One of the main reasons I decided to run for Congress is that the process of our Government is broken. The old adage that you "send a good man to change Washington, and it ends up changing him," is a real phenomenon. Every two years, we send good men and women to D.C., and the process changes them. They are required to make deals, sell votes, trade votes, and put in pork in order to get things done. This unhealthy behavior leads to unhealthy legislation. We must fix the process of how Congress functions in order to empower good people to do good things.
The current process obscures accountability, serves only special interests, and is a disservice to the American people. I believe it's time for a new generation of principled leadership, and I want to pass the following four bills to correct the legislative process and return control to the people:
The Read the Bills Act
I support legislation that would require the members of Congress to read each bill before voting on it.
By failing to read a bill or have access to a bill for a sufficient time to read and understand it before it becomes law, Congress is in fact giving us "legislation without representation."
Furthermore, the unwieldy size of many of these bills and the short time for examination deprives our representatives the time necessary to read and process the information and interface with their constituents.

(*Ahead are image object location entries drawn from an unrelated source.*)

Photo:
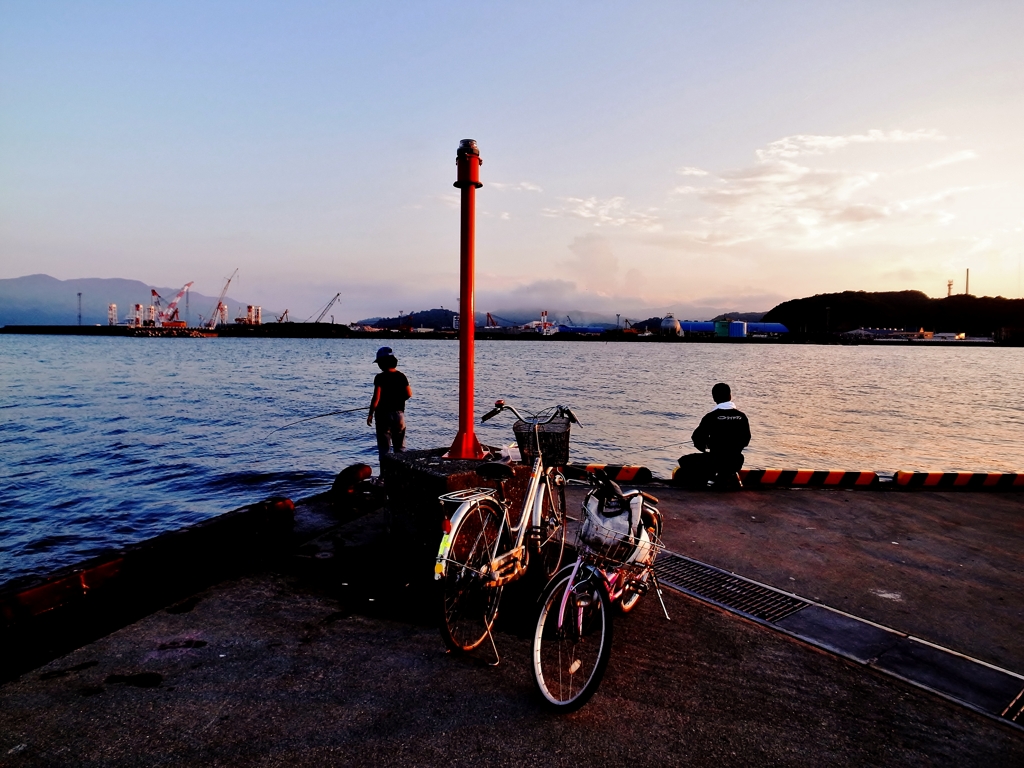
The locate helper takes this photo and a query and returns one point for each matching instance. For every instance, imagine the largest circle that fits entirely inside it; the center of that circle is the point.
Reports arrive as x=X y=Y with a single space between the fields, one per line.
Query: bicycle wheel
x=551 y=543
x=569 y=659
x=469 y=606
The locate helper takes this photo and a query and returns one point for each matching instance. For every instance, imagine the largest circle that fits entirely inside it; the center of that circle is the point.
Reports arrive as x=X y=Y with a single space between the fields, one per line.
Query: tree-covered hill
x=837 y=312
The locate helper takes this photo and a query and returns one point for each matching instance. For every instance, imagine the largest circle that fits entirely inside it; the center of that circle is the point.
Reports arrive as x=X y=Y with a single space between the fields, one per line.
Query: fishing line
x=322 y=416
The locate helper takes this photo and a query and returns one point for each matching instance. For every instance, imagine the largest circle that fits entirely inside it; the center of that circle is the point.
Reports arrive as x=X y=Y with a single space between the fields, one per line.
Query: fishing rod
x=322 y=416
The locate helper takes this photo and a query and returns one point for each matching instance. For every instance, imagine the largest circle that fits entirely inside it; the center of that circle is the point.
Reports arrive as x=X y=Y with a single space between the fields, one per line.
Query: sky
x=638 y=158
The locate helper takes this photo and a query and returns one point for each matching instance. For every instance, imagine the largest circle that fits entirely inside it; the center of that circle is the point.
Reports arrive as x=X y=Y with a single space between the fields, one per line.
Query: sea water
x=104 y=441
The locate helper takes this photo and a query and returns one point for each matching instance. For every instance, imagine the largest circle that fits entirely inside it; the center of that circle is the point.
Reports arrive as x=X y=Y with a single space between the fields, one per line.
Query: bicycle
x=483 y=549
x=616 y=542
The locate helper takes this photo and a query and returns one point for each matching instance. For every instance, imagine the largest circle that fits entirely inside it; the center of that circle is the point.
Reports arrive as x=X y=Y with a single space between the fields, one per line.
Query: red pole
x=468 y=163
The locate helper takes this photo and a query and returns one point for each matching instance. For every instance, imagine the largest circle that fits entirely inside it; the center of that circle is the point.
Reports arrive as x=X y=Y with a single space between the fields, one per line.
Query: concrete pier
x=330 y=656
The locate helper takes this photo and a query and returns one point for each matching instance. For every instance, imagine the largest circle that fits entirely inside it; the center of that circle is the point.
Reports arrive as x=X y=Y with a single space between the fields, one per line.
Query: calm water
x=107 y=441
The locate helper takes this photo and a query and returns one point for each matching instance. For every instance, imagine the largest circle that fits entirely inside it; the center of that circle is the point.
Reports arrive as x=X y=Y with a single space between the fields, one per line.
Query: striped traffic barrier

Health Care Bill -- 1990 pages
Stimulus Bill -- 1100 pages
Energy and Global Warming Bill -- 1200 pages
The One Subject at a Time Act
Congress should limit legislation to one subject per bill. To have a bill that deals with protecting the Florida Everglades, and then have provisions added to the same bill that build a bridge in Alaska or take a couple of gun rights away is not a very transparent and forthcoming way to do business. Each bill should stand alone on its own merit and be discussed and debated.
The Write the Laws Act:
Congress should write laws and be accountable for their results, not delegate rule making authority to unelected bureaucrats and corporate lobbyists. Laws should also be written in language we all understand. The lawyers can be put to work after legislation passes to ensure it is compatible with existing law.
The Enumerated Powers Act:
All legislation must specify the Constitutional authority upon which it is based. If there is no Constitutional basis, then the issue becomes one of the individual states. The Tenth Amendment addresses this very issue: "The powers not delegated to the United States by the Constitution, nor prohibited by it to the States, are reserved to the States respectively, or to the people."
We The People must demand a process in government that is transparent, understandable and Constitutional. We should accept no less. I believe a renewed emphasis on good government is critical to reshaping our future. These are not partisan proposals, but they are a radical change to the way things operate in Washington. We The People must force this changes and move away from politics as usual.